Randomized Numerical Linear Algebra with Examples

Randomized Numerical Linear Algebra (RandNLA) is a subfield of numerical linear algebra that focuses on the use of randomization as a tool to develop more efficient/accurate algorithms for solving linear algebra tasks. Many RandNLA algorithms are remarkably simple, while providing significant speedups over traditional methods.

This “book”¶

This book aims to provide a practical introduction to some of the fundamental concepts and techniques in RandNLA. We focus on intuition and conceptual understanding, and provide a mixture of theoretical analysis and accompanying numerical experiments. Jupyter notebooks with the code examples can be downloaded from Github.

The intended audience is students and researchers new to the topic. Readers are expected to be familiar with (numerical) linear algebra and probability, but a basic refresher is provided here. The content covered would be appropriate for a short module on RandNLA in a numerical linear algebra course, or even as a weekend read for PhD students with a strong background in numerical linear algebra.

The majority of the book is dedicated to a collection of RandNLA algorithms for core linear algebra tasks that can often serve as drop in replacements for classical linear algebra methods, while providing order-of-magnitude speedups 🤯. We view these methods as conceptually important and practically useful, especially for practitioners. These methods are characterized by the fact that their effectiveness is easily demonstrated in simple numerical experiments. For example, the Randomized SVD can be implemented in just a few lines of code, and produces high-quality low-rank approximations way faster than the exact SVD.

We also provide an introduction to sampling-based methods. In many cases, these algorithms provide the best theoretical runtimes or may even be the only tractable algorithms. However, in large, these methods require consideration about their appropriateness for a given computational environment.

Why this format?¶

Academic publishing is stuck using design choices that were made decades or centuries ago and are no longer relevant to the way information is created/consumed today 😞. In my opinion:

• Content creating and rendering should be though of as distinct tasks. This allows the content to be more easily rendered in a flexible manner (e.g. for different formats, devices, etc.) Everyone knows how annoying it is trying to read a PDF meant for letter paper on a phone. Separating content and rendering also helps with accessibility (PDFs are pretty bad for this).
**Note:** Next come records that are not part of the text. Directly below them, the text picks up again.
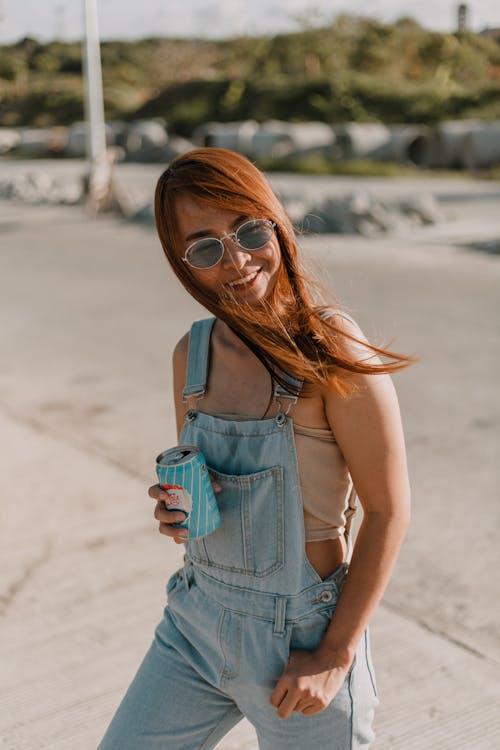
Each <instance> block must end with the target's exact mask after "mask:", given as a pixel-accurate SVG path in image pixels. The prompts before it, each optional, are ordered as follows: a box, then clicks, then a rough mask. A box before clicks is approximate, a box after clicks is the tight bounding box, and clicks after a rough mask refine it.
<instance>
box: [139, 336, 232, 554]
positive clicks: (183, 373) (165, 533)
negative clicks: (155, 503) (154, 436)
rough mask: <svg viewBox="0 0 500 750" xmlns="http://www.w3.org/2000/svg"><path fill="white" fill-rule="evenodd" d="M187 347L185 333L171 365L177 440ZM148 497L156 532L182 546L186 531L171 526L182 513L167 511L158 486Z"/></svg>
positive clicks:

• Content shouldn’t be designed for print first. Even with a requirement that the content be printable, we can still prioritize the much more common use-cases of reading on a computer or mobile device. Stuff like collapsible sections, hover-references, etc. can greatly improve the reading experience. Without a requirement for an “offline” version, we can also use interactive content (e.g. code snippets, interactive figures, etc.).
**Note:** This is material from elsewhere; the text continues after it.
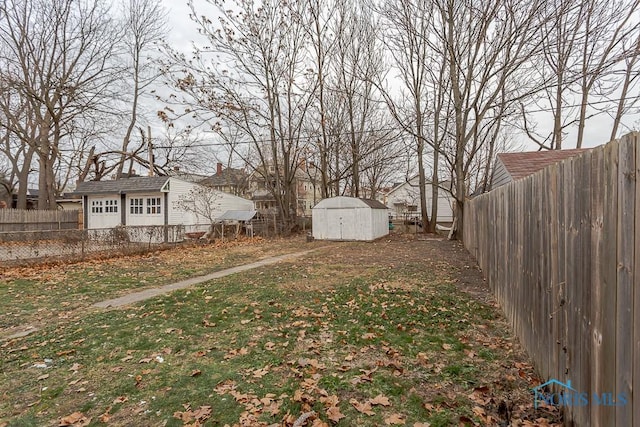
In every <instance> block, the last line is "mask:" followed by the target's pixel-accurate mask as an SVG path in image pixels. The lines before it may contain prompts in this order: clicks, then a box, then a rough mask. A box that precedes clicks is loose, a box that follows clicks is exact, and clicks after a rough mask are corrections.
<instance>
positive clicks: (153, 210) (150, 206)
mask: <svg viewBox="0 0 640 427" xmlns="http://www.w3.org/2000/svg"><path fill="white" fill-rule="evenodd" d="M160 213H161V212H160V197H148V198H147V215H158V214H160Z"/></svg>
• With modern version control, we don’t need to emphasize static content as much. By hosing documents online, we allow bugs/typos to be fixed more easily, while maintaining a history of changes.

Over the past few years, flexible technical document preparation formats (e.g. MyST Markdown used in this document) are becoming more powerful, making a project like this viable. This is partly my attempt to experiment with these new formats.

Contributing¶

We welcome contributions and suggestions for improvement. In particular readers can fix typos, update or add references/experiments/information, and suggest changes on Github. Larger contributions are also welcome, but please open an issue first so we can discuss how the content fits into the narrative before investing too much time.

Citing this book¶

This book can currently be cited as:

@book{RandNLAwithExamples,
    title = {Randomized Numerical Linear Algebra with Examples},
    author = {Tyler Chen},
    year = {2025},
    version = {prerelease},
    url = {https://research.chen.pw/RandNLA},
}

Other Resources¶

We are not aware of any other resources that provide (i) a broad introduction to RandNLA (ii) a large collection of numerical examples. There are, however, many excellent resources on RandNLA, particularly for researchers. The following surveys are of particular note:

• Martinsson & Tropp (2020): This survey describes many RandNLA algorithms that have a proven track record for real-world problem instances. The paper treats both the theoretical foundations of the subject and the practical computational issues.

• Murray et al. (2023): This survey explores randomized numerical linear algebra from a software development perspective, emphasizing the potential for standardized “RandBLAS” and “RandLAPACK” libraries to make these algorithms more accessible to practitioners.

• Tropp & Webber (2023): This survey focuses specifically on randomized algorithms for computing low-rank matrix approximations. The work provides detailed non-asymptotic analyses of the performance of these algorithms and contains numerical examples to illustrate the effectiveness of the algorithms.

• Woodruff (2014): This is an early book on sketching that provides a TCS-flavored overview of the field as of 2014. The focus is mostly on proving rates, and many of the key concepts in RandNLA are covered.

In addition, we highly recommend Ethan Epperly’s blog, which contains many informative posts on RandNLA topics, at both an introductory and research level, as well as numerical experiments and code snippets.